Saat ini, pihak pemerintah masih menghitung jumlah kebutuhan abdi negara beserta ketersediaan anggaran dari Sumbernya.
Rini mengutarakan bahwa pihaknya telah mengirimkan surat ke instansi pemerintah guna merinci formasi yang dibutuhkan dari Sumbernya.
Walau demikian, pihak pemerintah pun harus menyinkronkan kalkulasi tersebut dengan kebutuhan program prioritas Presiden Prabowo Subianto dari Sumbernya.
"Instansi pemerintah sudah menyampaikan, dan tentunya saya juga harus memperhatikan formasi untuk program prioritas Bapak Presiden. Ini masih dalam tahap perhitungan, dan kami juga sedang berdiskusi dengan Kementerian Keuangan mengenai kemampuan keuangan negara," ungkap Rini di Kantor Kementerian PANRB, Sabtu (25/7/2026).
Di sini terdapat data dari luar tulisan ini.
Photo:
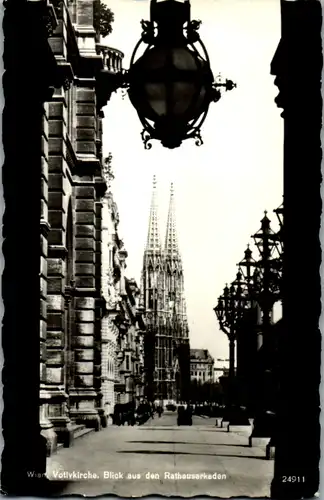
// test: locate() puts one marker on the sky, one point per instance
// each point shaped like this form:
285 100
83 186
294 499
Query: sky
223 187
Kendati demikian, Rini belum bisa menetapkan jadwal pasti kapan tahapan CPNS 2026 akan dimulai dari Sumbernya.
Ia menandaskan kembali bahwa perhitungan kebutuhan formasi serta keselarasan dengan program prioritas menjadi fokus utama saat ini dari Sumbernya.
"Kapan pelaksanaannya kami belum tahu, karena masih sedang dibahas antarkementerian. Seperti yang sudah saya sampaikan, kami sudah meminta kepada seluruh instansi pemerintah terkait jumlah kebutuhan pegawai mereka," katanya.
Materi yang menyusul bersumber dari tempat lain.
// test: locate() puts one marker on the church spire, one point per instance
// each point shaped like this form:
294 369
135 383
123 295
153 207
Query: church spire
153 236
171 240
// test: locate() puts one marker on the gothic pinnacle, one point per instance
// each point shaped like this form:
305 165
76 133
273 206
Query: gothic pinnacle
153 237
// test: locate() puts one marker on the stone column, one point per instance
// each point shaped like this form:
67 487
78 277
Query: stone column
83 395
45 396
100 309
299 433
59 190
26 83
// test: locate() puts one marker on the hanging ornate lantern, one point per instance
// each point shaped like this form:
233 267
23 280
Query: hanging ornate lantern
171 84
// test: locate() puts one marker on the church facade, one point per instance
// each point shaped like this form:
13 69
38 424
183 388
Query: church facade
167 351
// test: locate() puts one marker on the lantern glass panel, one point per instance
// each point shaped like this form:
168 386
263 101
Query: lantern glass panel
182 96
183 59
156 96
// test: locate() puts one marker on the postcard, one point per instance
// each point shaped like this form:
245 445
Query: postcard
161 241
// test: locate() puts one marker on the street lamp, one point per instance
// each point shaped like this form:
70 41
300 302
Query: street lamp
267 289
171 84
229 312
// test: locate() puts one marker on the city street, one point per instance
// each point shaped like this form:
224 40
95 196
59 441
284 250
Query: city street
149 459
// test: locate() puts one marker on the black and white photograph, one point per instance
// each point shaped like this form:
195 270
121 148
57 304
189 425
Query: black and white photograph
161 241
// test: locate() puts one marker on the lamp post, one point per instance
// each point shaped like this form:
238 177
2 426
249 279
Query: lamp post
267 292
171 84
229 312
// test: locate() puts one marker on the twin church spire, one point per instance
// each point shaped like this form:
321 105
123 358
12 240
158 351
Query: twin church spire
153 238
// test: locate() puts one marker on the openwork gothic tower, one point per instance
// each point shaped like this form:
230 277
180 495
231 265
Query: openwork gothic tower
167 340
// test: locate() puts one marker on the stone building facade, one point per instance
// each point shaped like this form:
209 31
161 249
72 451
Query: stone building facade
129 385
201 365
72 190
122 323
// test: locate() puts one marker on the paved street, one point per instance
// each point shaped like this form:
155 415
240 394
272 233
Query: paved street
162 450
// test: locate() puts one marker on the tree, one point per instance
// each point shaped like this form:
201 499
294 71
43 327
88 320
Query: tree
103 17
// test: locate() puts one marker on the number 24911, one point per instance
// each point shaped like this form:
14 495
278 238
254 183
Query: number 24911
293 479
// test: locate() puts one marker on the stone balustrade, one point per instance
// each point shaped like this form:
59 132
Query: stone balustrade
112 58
Ia menandaskan, tahapan rekrutmen ini tak bisa dilaksanakan secara tergesa-gesa sebab membutuhkan kalkulasi yang sangat cermat dari Sumbernya.
"Kebutuhan itu bukan sekadar soal jumlah, tetapi kompetensi yang dibutuhkan, kemudian kami sesuaikan. Jadi tidak bisa buru-buru, ini harus dibahas bersama-sama," sambungnya.
Rini menjelaskan lebih jauh, penganalisisan kebutuhan pegawai akan ditinjau secara lebih mendalam dari Sumbernya.
Salah satu fokusnya meliputi penyelarasan terhadap total PNS yang bakal memasuki purna bakti dari Sumbernya.
"Belum (ada jumlah pasti yang dibutuhkan), itu kan harus dihitung dulu. Apakah formasinya akan diisi secara keseluruhan dari jumlah pegawai yang pensiun atau bagaimana skemanya," ujar Rini.
Selain menganalisis total kebutuhan dari lembaga, pemerintah pun wajib menyelaraskannya dengan daya dukung anggaran atau Anggaran Pendapatan dan Belanja Negara (APBN) dari Sumbernya.
Mengenai hal tersebut, Rini siap mengulasnya secara khusus bersama Menteri Keuangan, Purbaya Yudhi Sadewa dari Sumbernya.
"Kami juga sudah bersurat kepada Kementerian Keuangan mengenai perhitungan-perhitungan kesiapan fiskal dan sebagainya. Mudah-mudahan kami bisa segera melakukan pertemuan," jelasnya.